Manchester, New Hampshire (CNN) - A restive crowd vented to Rep. Frank Guinta over pocketbook issues and political wrangling in Washington at a town hall Wednesday.
Questions for the freshman Republican ranged from Medicare reform to immigration, but two topics that raised contention were tax cuts for the wealthy and U.S. involvement in Afghanistan and Libya.
Citing corporate tax loopholes, the national debt and the wars in Iraq and Afghanistan, one man asked: "How can you stand there in front of all of us and take a pledge not to raise taxes?"
During his campaign Guinta promised to oppose any tax increases while in Congress.
"I don't believe that our problem in this country is that we don't receive enough money from taxpayers," Guinta said in response Wednesday, but was drowned out by exclamations of both support and frustration.
One man chimed in: "If they're not spending it wisely, I'm not giving them any more money."

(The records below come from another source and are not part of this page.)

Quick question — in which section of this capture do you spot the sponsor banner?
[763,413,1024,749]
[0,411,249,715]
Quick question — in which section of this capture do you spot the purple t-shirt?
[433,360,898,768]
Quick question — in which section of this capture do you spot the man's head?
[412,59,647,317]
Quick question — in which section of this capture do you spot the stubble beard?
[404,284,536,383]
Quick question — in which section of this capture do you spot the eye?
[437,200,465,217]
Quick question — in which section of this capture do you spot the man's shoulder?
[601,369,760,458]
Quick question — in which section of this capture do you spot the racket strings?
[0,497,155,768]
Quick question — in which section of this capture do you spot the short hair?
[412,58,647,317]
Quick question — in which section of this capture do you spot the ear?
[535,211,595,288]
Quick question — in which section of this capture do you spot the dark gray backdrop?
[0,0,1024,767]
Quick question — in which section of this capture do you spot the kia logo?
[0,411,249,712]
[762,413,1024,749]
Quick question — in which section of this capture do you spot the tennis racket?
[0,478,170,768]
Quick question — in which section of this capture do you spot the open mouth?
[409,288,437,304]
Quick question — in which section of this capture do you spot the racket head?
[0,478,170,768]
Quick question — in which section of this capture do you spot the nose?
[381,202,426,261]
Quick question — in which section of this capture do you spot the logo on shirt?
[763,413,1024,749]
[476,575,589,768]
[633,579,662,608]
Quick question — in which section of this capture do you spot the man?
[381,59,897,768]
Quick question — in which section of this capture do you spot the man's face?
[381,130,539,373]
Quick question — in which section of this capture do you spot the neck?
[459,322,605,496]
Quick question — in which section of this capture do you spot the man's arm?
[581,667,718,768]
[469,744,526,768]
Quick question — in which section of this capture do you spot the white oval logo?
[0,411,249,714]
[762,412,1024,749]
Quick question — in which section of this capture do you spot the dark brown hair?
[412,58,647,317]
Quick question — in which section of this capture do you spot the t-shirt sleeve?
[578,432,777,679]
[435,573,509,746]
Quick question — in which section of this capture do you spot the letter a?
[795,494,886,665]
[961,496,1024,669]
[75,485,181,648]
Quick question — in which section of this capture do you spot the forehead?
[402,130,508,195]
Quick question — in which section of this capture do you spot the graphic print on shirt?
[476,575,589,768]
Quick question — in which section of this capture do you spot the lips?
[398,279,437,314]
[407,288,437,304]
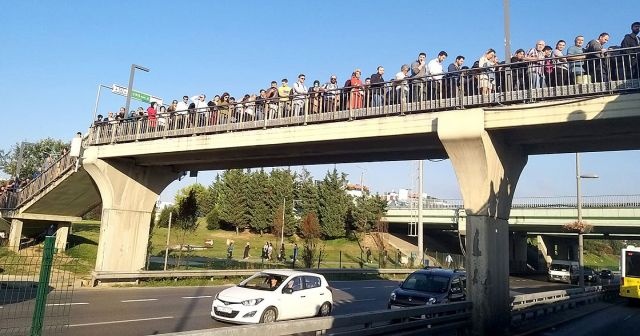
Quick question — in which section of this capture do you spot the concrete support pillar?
[9,219,24,252]
[438,109,527,336]
[509,232,527,273]
[55,222,71,252]
[83,156,178,271]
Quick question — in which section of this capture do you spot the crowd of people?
[96,22,640,129]
[0,147,68,208]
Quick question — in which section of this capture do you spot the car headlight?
[242,299,264,306]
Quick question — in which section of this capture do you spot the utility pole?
[418,160,424,265]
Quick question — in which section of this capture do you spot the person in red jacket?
[349,69,362,109]
[147,102,158,128]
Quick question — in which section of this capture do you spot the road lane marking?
[120,299,158,303]
[69,316,173,327]
[182,295,211,299]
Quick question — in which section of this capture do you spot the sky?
[0,0,640,201]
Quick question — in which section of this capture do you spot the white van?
[548,260,580,284]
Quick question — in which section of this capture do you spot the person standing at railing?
[524,40,546,89]
[567,35,591,84]
[349,69,363,110]
[445,55,464,98]
[189,93,207,126]
[309,80,324,114]
[551,40,569,86]
[409,52,429,102]
[393,64,409,106]
[278,78,291,118]
[292,74,309,116]
[266,81,278,119]
[370,65,384,107]
[620,22,640,79]
[584,33,609,83]
[147,102,158,131]
[427,50,449,100]
[323,75,340,112]
[478,49,497,99]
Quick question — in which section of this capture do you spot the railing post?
[30,236,55,336]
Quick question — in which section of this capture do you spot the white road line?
[69,316,173,327]
[182,295,211,299]
[120,299,158,303]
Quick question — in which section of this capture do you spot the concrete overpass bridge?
[0,50,640,334]
[382,195,640,237]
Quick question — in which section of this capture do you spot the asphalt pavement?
[0,277,584,336]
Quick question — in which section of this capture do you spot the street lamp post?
[576,153,598,287]
[124,64,149,113]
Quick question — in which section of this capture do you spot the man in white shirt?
[427,51,449,99]
[292,74,308,116]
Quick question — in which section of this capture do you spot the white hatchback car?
[211,270,333,324]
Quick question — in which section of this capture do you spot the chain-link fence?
[0,236,77,336]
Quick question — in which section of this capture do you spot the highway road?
[536,299,640,336]
[0,277,569,336]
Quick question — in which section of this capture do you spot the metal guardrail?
[85,48,640,146]
[158,301,472,336]
[389,194,640,210]
[91,268,415,286]
[0,153,76,209]
[149,285,617,336]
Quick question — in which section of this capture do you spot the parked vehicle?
[582,267,600,283]
[600,269,613,280]
[211,270,333,324]
[547,260,580,284]
[387,268,467,309]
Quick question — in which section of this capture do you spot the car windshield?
[401,273,449,293]
[238,273,286,291]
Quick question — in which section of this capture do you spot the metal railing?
[0,236,78,336]
[152,286,617,336]
[389,194,640,210]
[158,301,472,336]
[85,48,640,145]
[91,268,415,286]
[0,153,76,209]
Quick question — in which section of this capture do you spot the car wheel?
[318,302,331,317]
[260,307,278,323]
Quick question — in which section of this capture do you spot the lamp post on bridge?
[576,153,598,287]
[124,64,149,113]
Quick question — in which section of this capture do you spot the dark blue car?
[387,268,467,309]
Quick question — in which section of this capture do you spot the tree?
[175,189,198,266]
[218,169,249,233]
[175,183,213,215]
[205,207,220,230]
[247,169,272,235]
[300,212,324,268]
[157,205,178,227]
[295,168,319,218]
[268,169,296,236]
[318,168,351,239]
[0,138,69,179]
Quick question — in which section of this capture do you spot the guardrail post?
[30,236,55,336]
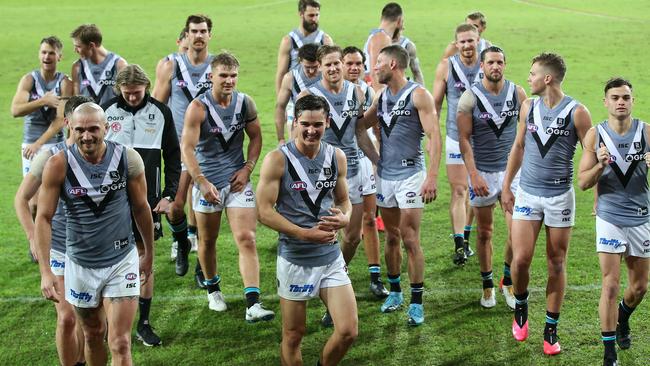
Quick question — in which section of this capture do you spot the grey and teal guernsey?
[61,141,135,268]
[23,70,65,144]
[309,80,361,177]
[596,119,650,226]
[291,65,322,102]
[468,80,521,172]
[377,81,425,180]
[445,54,483,141]
[77,52,121,104]
[196,91,257,189]
[519,96,580,197]
[275,140,341,267]
[287,28,325,71]
[167,53,212,140]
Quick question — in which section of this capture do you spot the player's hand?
[469,173,490,197]
[230,166,252,192]
[420,177,438,203]
[317,207,350,232]
[41,269,59,302]
[596,142,612,168]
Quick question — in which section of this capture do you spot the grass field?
[0,0,650,366]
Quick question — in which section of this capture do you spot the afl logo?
[290,180,307,192]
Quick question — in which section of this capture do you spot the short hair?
[605,77,632,94]
[63,95,93,118]
[379,44,409,70]
[185,14,212,32]
[113,64,151,95]
[467,11,487,28]
[39,36,63,51]
[316,44,343,62]
[298,43,319,62]
[381,3,403,22]
[293,94,330,118]
[481,45,506,62]
[298,0,320,13]
[70,24,102,46]
[342,46,366,65]
[210,51,239,70]
[531,52,566,82]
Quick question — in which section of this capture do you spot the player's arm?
[275,35,291,95]
[126,148,154,283]
[151,60,174,104]
[34,153,66,302]
[275,72,293,145]
[413,87,442,203]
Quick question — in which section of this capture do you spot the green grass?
[0,0,650,365]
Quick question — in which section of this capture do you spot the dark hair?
[185,14,212,32]
[481,46,506,62]
[532,52,566,82]
[316,44,343,62]
[381,3,403,22]
[298,0,320,13]
[298,43,320,62]
[293,94,330,121]
[70,24,102,46]
[379,44,409,70]
[605,77,632,94]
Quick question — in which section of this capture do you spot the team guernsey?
[377,81,425,181]
[168,53,212,139]
[276,140,341,267]
[519,96,580,197]
[445,54,483,141]
[470,80,521,172]
[77,52,121,104]
[287,28,325,71]
[61,141,135,269]
[23,70,65,144]
[309,80,360,178]
[595,119,650,226]
[196,91,257,189]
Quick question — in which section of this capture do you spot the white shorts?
[445,136,465,165]
[377,171,426,208]
[596,216,650,258]
[512,187,576,227]
[64,246,140,308]
[467,170,519,207]
[358,156,377,196]
[192,182,255,213]
[20,143,56,177]
[276,254,352,301]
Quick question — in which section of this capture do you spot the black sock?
[503,262,512,286]
[138,297,151,326]
[600,330,617,360]
[481,271,494,289]
[411,282,424,305]
[388,273,402,292]
[515,291,528,327]
[618,299,636,324]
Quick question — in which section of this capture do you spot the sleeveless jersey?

"We're in dire straits here," argued Michelle O'Rourke, a Democrat, who said later she was fearful for the country's future, especially for the middle class. O'Rourke wants to end the Bush-era tax breaks for Americans making more than $250,000 a year.
"We're all going to have differences of opinion," Guinta said. "I personally don't believe that the government spends your money, or anyone's money, as efficiently as it could."
The audience was similarly divided over the debt-ceiling agreement, with some conservative constituents expressing frustration that Republicans had not achieved greater spending cuts in the August 2 compromise.
Several people thanked Guinta for holding the meeting, in part because he was sure to face criticism from some over his support of that deal. On Wednesday he advocated for deeper spending cuts and said the country needs to address both tax and entitlement reform.
"I think you can grow our economy. I think you can be a limited, effective, efficient economy," he said, adding liberals in Washington needed to stop using scare tactics that could prevent serious reforms. "Elected officials over the years haven't been honest with the country."
"Ya think?" someone retorted.
Many in the audience applauded a voter who voiced concern over the amount of tax dollars being spent on the country's involvement in foreign conflicts, particularly in Libya.
During the 90-minute session, Guinta told the crowd he had successfully forged a particular - and surprising - relationship in Washington with Democrat Dennis Kucinich, of Ohio, because of his concerns over U.S. military involvement in the Libyan conflict.